L’écrivain George Steiner (1929-2012), par exemple, parle de la culture européenne en termes de « double héritage d’Athènes et de Jérusalem », de l’entrelacement « des doctrines et de l’histoire du christianisme occidental ». Mais à y regarder de près, ce soi-disant héritage – la Grèce, berceau de notre civilisation, le monothéisme fondateur,… - est plus trouble qu’il ne le croit puisque, pour ce qui relève de l’esprit grec, sa transmission passe par le monde arabe et un monde musulman se réclamant aussi d’Abraham. Ce qui, à tout le moins, élargit déjà les références envisageables. Et, n’en déplaise à certains, les grandes références de la culture européenne puisent aussi aux sources des empires Ottoman et Byzantin, comme elles intègrent les athéismes, les philosophies des Lumières répandues en Europe au XVIIIe siècle, et les manières européennes de se rapporter aux autres cultures (exclusion, colonisation, muséification, rencontres,...).

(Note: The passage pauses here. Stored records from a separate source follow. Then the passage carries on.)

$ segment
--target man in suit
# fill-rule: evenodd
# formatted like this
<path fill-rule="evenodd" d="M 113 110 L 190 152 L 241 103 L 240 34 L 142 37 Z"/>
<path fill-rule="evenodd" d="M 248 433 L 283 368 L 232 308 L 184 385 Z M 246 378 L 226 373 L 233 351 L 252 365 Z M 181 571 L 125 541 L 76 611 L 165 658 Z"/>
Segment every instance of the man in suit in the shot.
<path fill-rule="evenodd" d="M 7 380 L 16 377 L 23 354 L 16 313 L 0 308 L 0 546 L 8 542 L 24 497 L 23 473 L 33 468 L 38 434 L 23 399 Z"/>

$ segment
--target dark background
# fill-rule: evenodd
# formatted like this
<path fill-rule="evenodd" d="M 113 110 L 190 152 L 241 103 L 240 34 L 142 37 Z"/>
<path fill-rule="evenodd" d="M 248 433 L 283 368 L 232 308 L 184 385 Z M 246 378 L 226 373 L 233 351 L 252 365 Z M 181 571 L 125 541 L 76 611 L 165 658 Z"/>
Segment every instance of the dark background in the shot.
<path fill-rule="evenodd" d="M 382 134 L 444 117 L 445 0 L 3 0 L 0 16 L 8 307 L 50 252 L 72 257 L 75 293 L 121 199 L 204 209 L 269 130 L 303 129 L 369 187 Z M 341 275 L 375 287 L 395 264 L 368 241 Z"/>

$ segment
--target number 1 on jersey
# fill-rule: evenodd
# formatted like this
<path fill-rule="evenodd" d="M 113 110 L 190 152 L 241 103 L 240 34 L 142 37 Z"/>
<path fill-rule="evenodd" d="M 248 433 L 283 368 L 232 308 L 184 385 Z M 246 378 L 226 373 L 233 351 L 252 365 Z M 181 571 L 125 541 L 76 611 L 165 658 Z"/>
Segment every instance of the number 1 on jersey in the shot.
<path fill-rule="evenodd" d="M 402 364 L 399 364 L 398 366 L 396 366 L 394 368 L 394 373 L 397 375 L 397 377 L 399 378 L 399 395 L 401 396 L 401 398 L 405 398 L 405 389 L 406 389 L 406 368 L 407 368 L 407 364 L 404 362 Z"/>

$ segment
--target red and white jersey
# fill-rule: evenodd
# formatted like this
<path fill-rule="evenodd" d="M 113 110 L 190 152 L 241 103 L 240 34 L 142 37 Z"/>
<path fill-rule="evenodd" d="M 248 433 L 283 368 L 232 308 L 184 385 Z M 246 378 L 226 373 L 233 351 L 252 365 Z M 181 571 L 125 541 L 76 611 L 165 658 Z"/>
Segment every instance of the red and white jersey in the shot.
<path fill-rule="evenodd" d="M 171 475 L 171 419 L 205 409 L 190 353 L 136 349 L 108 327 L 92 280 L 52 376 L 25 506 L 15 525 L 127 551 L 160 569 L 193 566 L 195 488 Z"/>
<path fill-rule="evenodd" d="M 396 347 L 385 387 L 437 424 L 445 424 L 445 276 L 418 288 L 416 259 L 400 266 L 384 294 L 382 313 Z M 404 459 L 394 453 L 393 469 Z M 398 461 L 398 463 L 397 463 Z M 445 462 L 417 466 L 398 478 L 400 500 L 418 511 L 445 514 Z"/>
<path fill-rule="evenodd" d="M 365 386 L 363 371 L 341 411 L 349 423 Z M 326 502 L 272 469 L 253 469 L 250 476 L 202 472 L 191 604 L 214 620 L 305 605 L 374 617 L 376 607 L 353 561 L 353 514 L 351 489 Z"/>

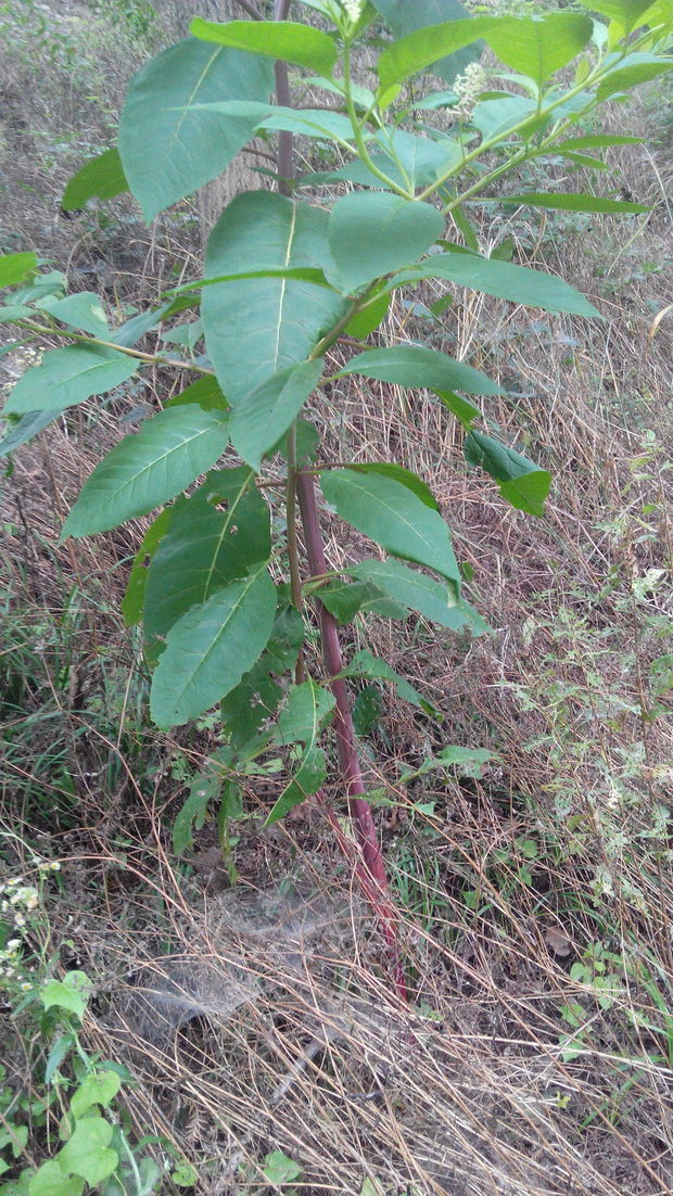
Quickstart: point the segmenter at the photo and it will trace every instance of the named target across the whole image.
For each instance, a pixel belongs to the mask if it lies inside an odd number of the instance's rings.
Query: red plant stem
[[[299,508],[301,511],[301,524],[306,541],[306,555],[308,568],[312,574],[328,572],[328,562],[323,547],[323,533],[318,515],[318,504],[316,502],[316,483],[311,474],[299,474],[296,478],[296,493]],[[343,669],[341,645],[338,640],[338,628],[334,615],[317,599],[320,617],[320,639],[323,645],[323,658],[325,669],[330,678],[330,687],[336,698],[335,709],[335,733],[337,744],[337,756],[341,773],[345,782],[348,797],[348,810],[357,842],[362,852],[365,867],[357,867],[357,874],[365,893],[372,903],[381,923],[384,938],[393,953],[394,980],[398,995],[406,1002],[406,986],[404,982],[404,969],[399,954],[399,941],[397,934],[397,910],[391,901],[386,878],[386,869],[377,828],[369,803],[365,800],[365,782],[360,768],[360,757],[355,744],[355,730],[350,713],[350,700],[343,677],[339,677]],[[329,814],[332,830],[338,826],[334,811]],[[342,835],[337,836],[343,848]]]
[[[274,10],[276,20],[287,20],[289,4],[290,0],[276,0]],[[290,91],[287,65],[285,62],[276,62],[275,73],[276,100],[279,104],[289,108]],[[292,133],[282,132],[279,135],[277,173],[279,191],[281,195],[289,195],[292,193]],[[316,502],[316,483],[312,475],[296,470],[296,462],[293,464],[308,567],[313,575],[320,575],[328,572],[328,562],[323,545],[318,504]],[[345,783],[348,811],[362,852],[363,864],[356,862],[355,868],[363,892],[379,917],[384,939],[392,952],[398,996],[406,1003],[406,984],[397,934],[397,910],[390,896],[384,858],[379,846],[372,808],[369,803],[363,798],[366,791],[355,743],[350,700],[345,681],[343,677],[339,677],[343,669],[343,660],[338,629],[334,615],[330,614],[326,606],[323,606],[319,599],[317,599],[317,603],[320,616],[323,658],[330,678],[330,687],[336,700],[335,732],[337,756]],[[329,810],[328,819],[342,849],[348,855],[348,840],[338,825],[338,819],[334,810]]]

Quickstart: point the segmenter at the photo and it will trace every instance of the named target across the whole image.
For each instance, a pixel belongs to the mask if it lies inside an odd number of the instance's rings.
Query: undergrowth
[[[26,37],[29,8],[0,6],[11,36]],[[78,255],[99,261],[103,244],[118,293],[117,246],[127,252],[135,213],[118,203],[54,224],[57,181],[87,146],[56,142],[48,89],[62,89],[60,72],[74,61],[81,127],[99,63],[116,74],[92,102],[99,145],[130,69],[114,44],[122,26],[103,36],[100,10],[90,8],[94,36],[82,38],[79,24],[77,36],[68,25],[39,41],[31,29],[44,93],[24,98],[20,79],[10,83],[5,200],[25,205],[19,221],[4,209],[2,239],[24,248],[47,222],[49,252],[73,270]],[[666,135],[665,100],[650,87],[629,109],[630,129],[656,121]],[[623,109],[608,120],[622,127]],[[484,502],[438,409],[351,380],[339,395],[345,414],[325,413],[337,458],[372,459],[385,447],[424,474],[451,511],[466,584],[494,628],[465,643],[422,627],[393,633],[385,621],[366,641],[355,633],[357,647],[374,637],[396,669],[416,673],[443,715],[411,719],[385,687],[362,702],[368,785],[374,801],[383,787],[388,794],[377,818],[404,916],[406,1012],[383,978],[384,947],[349,871],[325,847],[319,805],[263,832],[268,792],[247,789],[225,844],[204,828],[191,855],[171,854],[175,816],[214,740],[207,720],[179,740],[148,730],[143,665],[115,614],[140,530],[94,547],[56,544],[86,453],[117,438],[137,396],[121,393],[86,426],[81,415],[61,420],[48,451],[17,453],[0,498],[0,880],[5,902],[12,889],[27,896],[23,914],[11,907],[23,921],[5,907],[0,915],[0,1184],[19,1174],[26,1148],[33,1164],[54,1158],[86,1075],[108,1069],[122,1081],[102,1117],[124,1159],[118,1186],[106,1189],[115,1196],[195,1184],[356,1196],[669,1190],[669,321],[650,335],[671,264],[669,163],[665,145],[655,157],[624,147],[613,161],[625,191],[653,203],[626,234],[625,222],[564,214],[519,224],[506,196],[489,224],[513,260],[573,279],[601,306],[606,330],[531,319],[475,294],[454,295],[433,323],[438,346],[457,358],[482,343],[476,364],[515,392],[515,410],[492,399],[490,416],[503,429],[515,417],[521,447],[553,466],[534,541],[495,487]],[[56,179],[47,200],[33,190],[45,169]],[[171,246],[195,249],[191,220],[183,212],[163,226],[159,248],[146,239],[135,262],[124,260],[120,303],[133,305],[134,287],[159,287]],[[426,286],[398,300],[387,341],[429,321],[441,298]],[[354,556],[349,535],[331,545],[335,560]],[[367,755],[372,740],[385,768]],[[441,762],[446,744],[490,759],[473,775]],[[330,903],[332,929],[322,928],[317,947],[307,933],[282,948],[277,929],[252,947],[249,923],[227,904],[231,881],[259,903],[286,873],[296,902],[320,892]],[[152,1041],[137,1021],[122,1032],[115,991],[148,960],[160,974],[164,959],[170,977],[170,956],[195,969],[208,959],[220,997],[234,981],[253,993],[224,1015],[210,990],[184,982],[184,1024]],[[60,990],[65,1006],[44,1000],[56,977],[74,974],[92,986],[86,1001],[73,1009]]]

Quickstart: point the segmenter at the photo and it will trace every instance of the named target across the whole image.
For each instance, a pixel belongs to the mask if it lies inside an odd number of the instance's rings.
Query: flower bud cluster
[[[488,80],[488,74],[481,62],[469,62],[461,75],[453,80],[453,91],[458,96],[457,110],[465,118],[472,111]]]
[[[360,20],[360,14],[365,7],[365,0],[341,0],[341,6],[349,20],[355,23]]]

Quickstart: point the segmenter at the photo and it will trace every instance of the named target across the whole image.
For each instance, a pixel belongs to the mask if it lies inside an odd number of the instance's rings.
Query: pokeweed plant
[[[369,337],[392,293],[426,279],[550,312],[599,315],[562,279],[485,256],[470,220],[471,206],[497,203],[495,184],[524,163],[553,153],[571,169],[598,170],[601,151],[637,140],[586,133],[587,117],[673,67],[671,0],[582,2],[600,19],[581,11],[471,17],[455,0],[295,4],[314,10],[304,12],[312,24],[288,19],[288,0],[277,0],[274,20],[247,2],[243,20],[195,18],[191,36],[131,81],[118,148],[71,179],[63,206],[128,188],[153,220],[263,136],[276,147],[275,190],[240,194],[226,206],[203,279],[112,329],[96,294],[66,294],[62,275],[38,273],[35,255],[0,258],[0,285],[17,287],[0,318],[16,323],[24,342],[54,332],[67,342],[14,386],[4,409],[14,422],[0,453],[67,408],[142,378],[146,366],[196,376],[97,465],[62,531],[62,538],[91,536],[159,508],[123,602],[127,623],[142,623],[152,718],[171,727],[216,708],[222,727],[222,746],[192,787],[176,846],[189,842],[209,803],[220,800],[226,826],[240,811],[237,779],[277,767],[268,761],[281,749],[289,750],[292,775],[268,822],[318,793],[331,724],[359,871],[391,944],[394,911],[347,681],[388,678],[404,697],[432,707],[371,653],[344,663],[338,626],[367,611],[397,620],[416,612],[475,634],[485,624],[461,596],[449,529],[426,482],[397,462],[326,459],[314,398],[350,374],[428,392],[464,431],[467,462],[490,474],[514,507],[543,514],[549,474],[491,435],[488,421],[482,431],[475,399],[501,388],[427,344],[383,348]],[[502,69],[483,68],[484,44]],[[362,49],[369,62],[375,57],[371,87],[354,81]],[[320,92],[324,103],[292,106],[293,83]],[[428,112],[446,120],[428,123]],[[323,160],[334,147],[332,160],[343,164],[295,177],[294,135],[322,148]],[[573,212],[647,210],[587,190],[507,199]],[[151,329],[198,307],[198,321],[169,334],[171,352],[136,348]],[[206,352],[197,354],[201,335]],[[342,338],[344,364],[335,368],[329,353]],[[330,568],[317,486],[328,509],[383,554]],[[275,488],[279,500],[269,498]],[[273,535],[271,507],[282,502],[285,527]],[[306,646],[307,602],[318,611],[322,672]],[[349,847],[336,813],[328,817]]]

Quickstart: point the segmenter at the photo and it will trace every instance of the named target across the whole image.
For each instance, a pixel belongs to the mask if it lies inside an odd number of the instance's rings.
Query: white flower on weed
[[[360,20],[360,14],[365,7],[365,0],[341,0],[341,6],[349,20],[355,24],[356,20]]]
[[[469,116],[477,103],[488,80],[488,74],[481,62],[469,62],[461,75],[453,80],[453,91],[458,96],[458,111],[460,116]]]

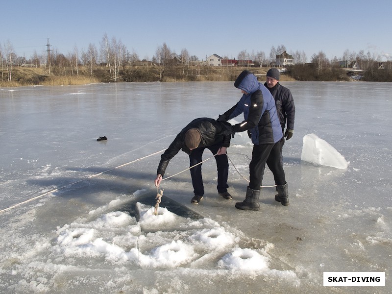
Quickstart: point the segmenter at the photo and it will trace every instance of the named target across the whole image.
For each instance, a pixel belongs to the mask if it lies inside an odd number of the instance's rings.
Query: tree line
[[[151,78],[152,75],[160,81],[171,78],[192,80],[195,76],[206,72],[206,69],[202,68],[205,67],[199,66],[200,61],[197,56],[191,55],[185,49],[177,54],[166,43],[157,46],[150,59],[141,59],[134,49],[130,52],[121,40],[116,37],[109,38],[106,33],[99,42],[99,49],[91,43],[86,49],[79,49],[75,46],[72,51],[64,55],[57,49],[52,49],[49,40],[47,47],[44,53],[40,54],[35,51],[27,59],[25,56],[17,56],[9,41],[0,43],[1,81],[12,81],[13,67],[22,66],[44,68],[48,74],[76,76],[79,74],[80,67],[83,67],[83,74],[88,74],[91,77],[103,75],[105,81],[112,82],[140,81],[144,78]],[[272,46],[267,57],[262,51],[248,52],[244,49],[238,53],[237,57],[239,60],[252,60],[258,67],[268,67],[275,60],[276,55],[284,51],[286,49],[283,45],[276,48]],[[297,50],[291,55],[294,65],[287,67],[287,73],[297,80],[344,80],[344,76],[346,74],[340,69],[347,68],[355,61],[359,68],[365,71],[363,74],[364,80],[392,81],[391,61],[383,63],[383,68],[380,69],[380,63],[377,62],[380,56],[371,54],[369,51],[365,53],[364,50],[361,50],[357,53],[347,49],[340,58],[335,56],[330,60],[323,51],[320,51],[311,57],[309,63],[303,51]],[[223,58],[228,59],[227,56]],[[141,67],[154,68],[141,71]],[[233,71],[230,69],[222,70],[225,71],[228,75]],[[156,73],[156,75],[148,77],[149,73],[152,72]],[[100,79],[103,78],[101,76]]]

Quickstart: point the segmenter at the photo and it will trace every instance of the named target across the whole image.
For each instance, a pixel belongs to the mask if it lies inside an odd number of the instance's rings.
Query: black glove
[[[286,141],[287,141],[289,139],[290,139],[292,137],[293,137],[293,134],[294,133],[294,130],[289,130],[287,129],[286,130],[286,132],[285,132],[285,138],[286,138]]]
[[[107,138],[106,138],[106,136],[104,136],[103,137],[101,137],[99,136],[99,138],[97,139],[97,141],[103,141],[105,140],[107,140]]]
[[[226,116],[224,114],[220,114],[218,119],[217,119],[217,122],[227,122],[228,120],[228,118],[226,117]]]

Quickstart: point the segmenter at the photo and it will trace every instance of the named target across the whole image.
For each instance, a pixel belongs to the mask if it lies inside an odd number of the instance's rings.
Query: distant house
[[[252,60],[236,60],[234,59],[223,59],[222,66],[254,66],[254,63]]]
[[[207,60],[202,61],[200,63],[201,65],[209,65],[210,66],[221,66],[223,57],[221,57],[219,55],[214,54],[207,57]]]
[[[237,66],[238,60],[235,59],[222,59],[222,66]]]
[[[294,64],[293,55],[288,54],[285,50],[281,54],[276,54],[276,65],[278,67]]]

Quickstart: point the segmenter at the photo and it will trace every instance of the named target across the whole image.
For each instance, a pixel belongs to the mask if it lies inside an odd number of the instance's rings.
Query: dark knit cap
[[[190,129],[185,133],[185,145],[189,149],[197,148],[201,141],[201,135],[197,129]]]
[[[267,72],[267,76],[272,77],[278,81],[279,77],[280,77],[280,73],[279,71],[275,68],[270,69],[268,72]]]
[[[245,78],[245,77],[248,74],[251,74],[252,73],[249,71],[244,71],[242,73],[240,74],[237,77],[236,81],[234,82],[234,87],[235,87],[236,88],[238,88],[238,86],[240,85],[240,84],[241,84],[242,80],[244,78]]]

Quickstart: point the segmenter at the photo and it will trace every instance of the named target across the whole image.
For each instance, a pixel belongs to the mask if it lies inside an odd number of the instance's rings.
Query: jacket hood
[[[244,71],[237,78],[234,87],[251,94],[258,88],[259,82],[254,74],[248,71]]]

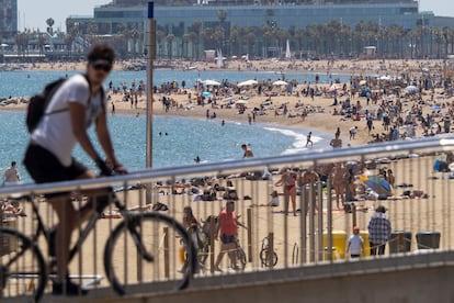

De toute manière, si la culture doit apparaître comme un ciment possible d’un projet civilisationnel ouvert et accueillant, alors elle doit moins être définie par un passé que chacun réclame identitaire et monolingue que par un futur à construire. Il n’est donc pas de modèle possible et déposé de « culture européenne ». Tout au plus un cheminement fragile et incertain, l’expression d’une critique constante de soi et de la recherche d’alternatives nombreuses, l’idéal d’une Europe plurielle et ouverte sur le monde au-delà de ses frontières.

En ce qui regarde le second sens - institutionnel - l’idée d’une « culture européenne » est encore jeune. Elle n’existe que depuis 1992 – le Traité de Maastricht – qui pose les bases légales de la mise en place de programmes culturels européens. Mais, d’une part, l’Union ne peut intervenir dans ce domaine que par défaut du principe de subsidiarité (réservant à chaque nation constituante le soin de légiférer sur ce point) ; ne peut être accompli à l’échelle de l’Europe que ce qui ne peut se réaliser à l’échelle nationale, l’Union dépensant seulement 34 millions d’euros (2013) par an pour son programme culturel, soit à peine 0,03 % de son budget total, ou sept centimes par citoyen ! D’autre part, il serait nécessaire de définir ce qu’on cherche par là : une seule culture homogène malgré les différences ? L’instauration (la facilitation) d’interactions préservant la diversité et l'échange ?

Cf. Jacques Derrida, L'autre cap, Paris, Minuit, 1991 ; Etienne Balibar, Europe, Constitution, Frontière, Paris, Éditions du Passant, 2013.